As you’re writing, you also want to remember that the number of your nouns and the pronouns that refer to them should also agree when you’re writing sentences. So, if you have a word that you are replacing with a pronoun, like “his” or “her” or “its” or “their,” the pronoun needs to agree in number with the original word.

So here we have “The student has to take his or her test.” A lot of times we see a sentence like “The student has to take their test,” but then you have a plural pronoun “their” and a singular noun “the student”, which would be an error in pronoun agreement. So you want to make sure that your pronoun and noun agree in number.

Here is a revision of the sentence that doesn’t have a pronoun agreement error: “The student has to take his or her test.” Another example would be the sentence “The team won its prize.” In this sentence, “The team” is one unit, so it needs a singular pronoun to replace it, so we use “its” instead of a plural pronoun like “their”.
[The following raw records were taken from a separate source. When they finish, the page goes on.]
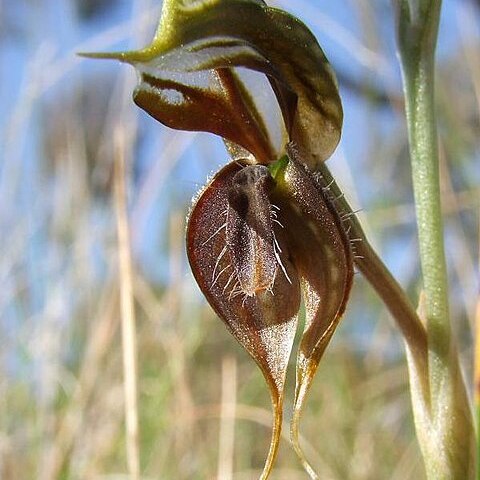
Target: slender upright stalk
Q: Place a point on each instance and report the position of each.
(129, 345)
(445, 427)
(417, 47)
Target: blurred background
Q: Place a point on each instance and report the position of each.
(204, 409)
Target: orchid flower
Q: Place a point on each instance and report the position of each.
(266, 228)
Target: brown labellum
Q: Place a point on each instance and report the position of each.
(252, 240)
(231, 246)
(321, 253)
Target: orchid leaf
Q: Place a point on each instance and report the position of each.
(234, 256)
(210, 35)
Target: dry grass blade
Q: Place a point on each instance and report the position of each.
(129, 345)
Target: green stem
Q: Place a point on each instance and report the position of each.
(445, 427)
(418, 74)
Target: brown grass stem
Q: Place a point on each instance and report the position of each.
(129, 345)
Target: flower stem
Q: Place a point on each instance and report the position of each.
(445, 427)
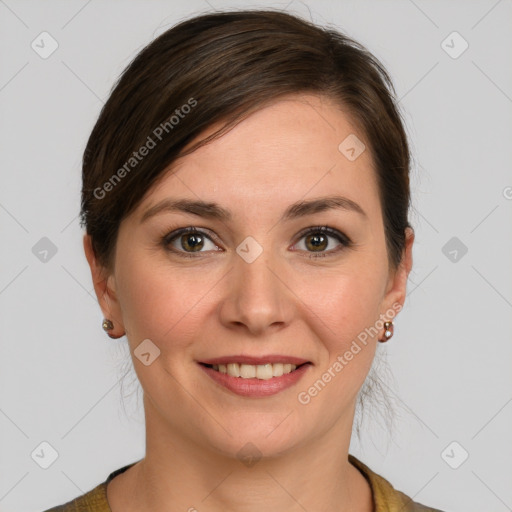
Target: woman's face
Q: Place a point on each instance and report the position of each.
(260, 282)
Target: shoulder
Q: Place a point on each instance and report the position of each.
(92, 501)
(386, 498)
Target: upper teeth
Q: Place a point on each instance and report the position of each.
(251, 371)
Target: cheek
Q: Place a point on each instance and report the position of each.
(154, 300)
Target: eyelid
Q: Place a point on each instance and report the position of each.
(327, 230)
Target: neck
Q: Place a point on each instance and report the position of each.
(180, 475)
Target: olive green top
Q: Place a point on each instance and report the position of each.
(385, 497)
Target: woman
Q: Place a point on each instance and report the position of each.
(245, 198)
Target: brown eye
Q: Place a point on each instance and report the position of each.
(191, 242)
(188, 240)
(318, 240)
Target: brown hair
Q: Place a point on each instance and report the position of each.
(221, 67)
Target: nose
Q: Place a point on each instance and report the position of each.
(257, 298)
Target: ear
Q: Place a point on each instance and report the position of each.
(104, 286)
(397, 283)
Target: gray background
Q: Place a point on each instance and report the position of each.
(450, 358)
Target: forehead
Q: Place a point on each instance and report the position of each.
(285, 152)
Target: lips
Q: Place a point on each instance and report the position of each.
(252, 376)
(255, 360)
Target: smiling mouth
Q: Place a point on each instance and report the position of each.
(251, 371)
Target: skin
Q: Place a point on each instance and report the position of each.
(216, 304)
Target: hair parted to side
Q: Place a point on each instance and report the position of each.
(222, 67)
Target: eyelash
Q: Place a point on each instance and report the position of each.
(343, 239)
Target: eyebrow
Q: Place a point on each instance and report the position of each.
(215, 211)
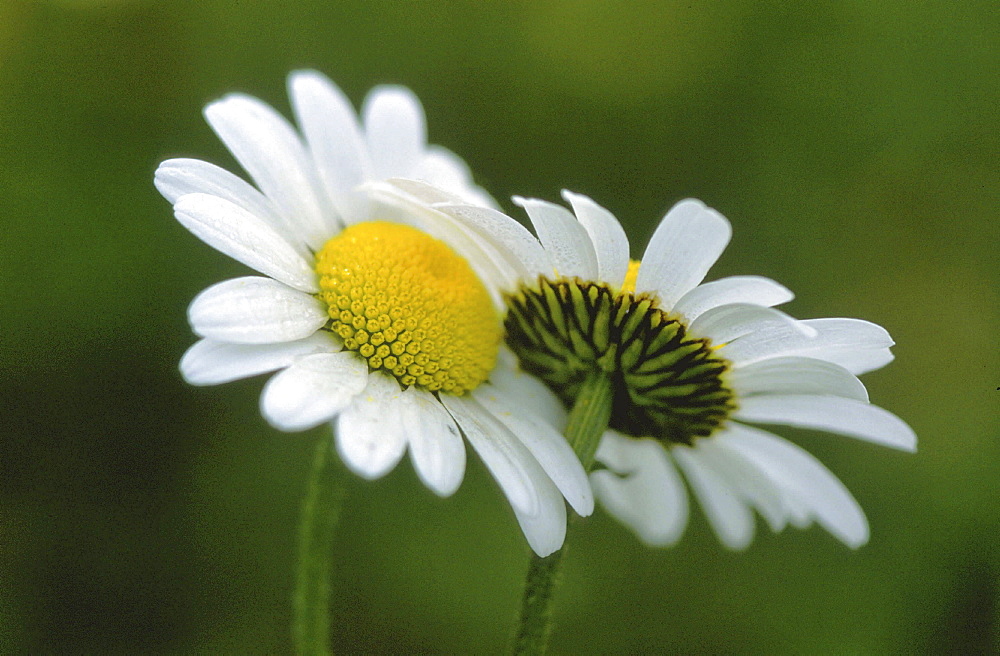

Many times we tend to use the pronoun “their” as a singular word, but it doesn’t work that way. We might use “their” as a singular word while we’re speaking, but while we’re writing we really want to be consistent and use “their” as a plural pronoun. So as you’re writing, it’s always a good idea to double-check your pronouns and ensure you are using the appropriate pronoun for the noun it is replacing or referring to.